So why the Indian volte face? Because it is part of the Indian playbook. After foisting the 1950 Treaty on the tottering regime of Mohan Shamsher Rana in exchange for continued support, India crafted the Delhi Compromise. Now, Indians like to ascribe that policy “evolution” to the People’s Liberation Army’s invasion of Tibet after the signing of the 1950 treaty.
Yet the actual reason may be the inroads the isolationist Rana regime had been making in the Truman administration. With London and Washington on the verge of recognizing King Gyanendra I as the new monarch in November 1950, New Delhi used the tripartite consultations in many ways. Today Prime Minister Girija Prasad Koirala knows that the Nepali Congress erratic anti-Rana insurgency owed more to the unpredictability of India’s support than to any inconsistency in the insurgents’ zeal. Of course, he won’t say so.
Convinced he had kept the Americans and Brits out, Jawahar Lal Nehru didn’t lose a minute in ditching Mohan Shamsher. Of course, he emulated his Raj forbears in offering Mohan exile. (Kings Rana Bahadur Shah and Rajendra Bikram Shah spent time in Benaras.)
When King Mahendra dismissed B.P. Koirala’s government, deputy premier Subarna Shamsher Rana could evade arrest because he had left for Calcutta days earlier. It is said that the king had spoken of his intention during his trip to the west. As Subarna Shamsher was in the entourage, this departure was intriguing. Also noteworthy is that King Mahendra preferred Subarnaji as premier and had delayed inviting B.P. to form the government after the 1959 elections.
So the logical question is: Was Subarnaji supposed to have led the Nepali Congress faction backing the palace takeover? Was his departure to Calcutta to attend property matters merely a ploy to prevent that from happening? Was Subarna Shamsher’s 1968 statement of loyal cooperation with the palace a delayed version of the one he was to have returned to Kathmandu with six years earlier?
When Nepali Congress insurgents intensified their armed campaign after King Mahendra signed the agreement with the Chinese on building the Kodari Highway, New Delhi ruled out any link between the two developments. Here, too, Dr. Giri was at his brightest.
Asked by a Time magazine reporter to comment on Indian denials, Dr. Giri said: “The rebel leadership is in India. The money comes from India. The propaganda comes from India.” (“War in the Mountains”. March 9, 1962) A brilliant triple whammy.
For a government that could keep the letters exchange with the 1950 a secret for a decade, India sought mileage by “revealing” that King Mahendra somehow sold out Kalapani and compromised Nepalese sovereignty by signing the 1965 arms agreement. Twenty-two years later, few Nepalis recalled that Prime Minister Kirti Nidhi Bista’s eviction of the Indian military checkposts and mission included the repudiation of the 1965 accord.

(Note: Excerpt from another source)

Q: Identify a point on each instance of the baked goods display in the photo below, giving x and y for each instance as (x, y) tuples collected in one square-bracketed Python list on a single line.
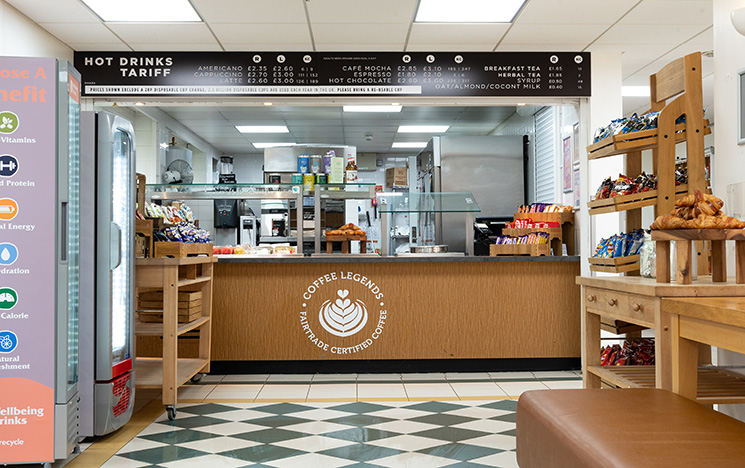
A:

Kalapani was very much on the royal agenda until King Mahendra’s death in 1972. No one in New Delhi will reveal what kind of implorations their government made to the palace to maintain their defensive posture after the Humiliation of Sixty-Two. Especially since India gets to denigrate King Mahendra’s nationalism as well as occupy the territory.
Against this sordid background, Dr. Giri’s latest disclosure warrant greater attention. Clearly, India used the first 10 months of the royal regime to bargain with the palace. It was only when King Gyanendra led the initiative to grant China observer status in South Asia’s premier organization that the Seven Party Alliance-Maoist combine gained traction in New Delhi. What kind of concessions was New Delhi trying to extract? A more stringent extradition treaty? Passage of the citizenship bill? Priority in the development of Nepal’s water resources? The oil concessions that helped catapult Cairn into the FT 100 index? Perhaps we can expect Dr. Giri to keep up his candor.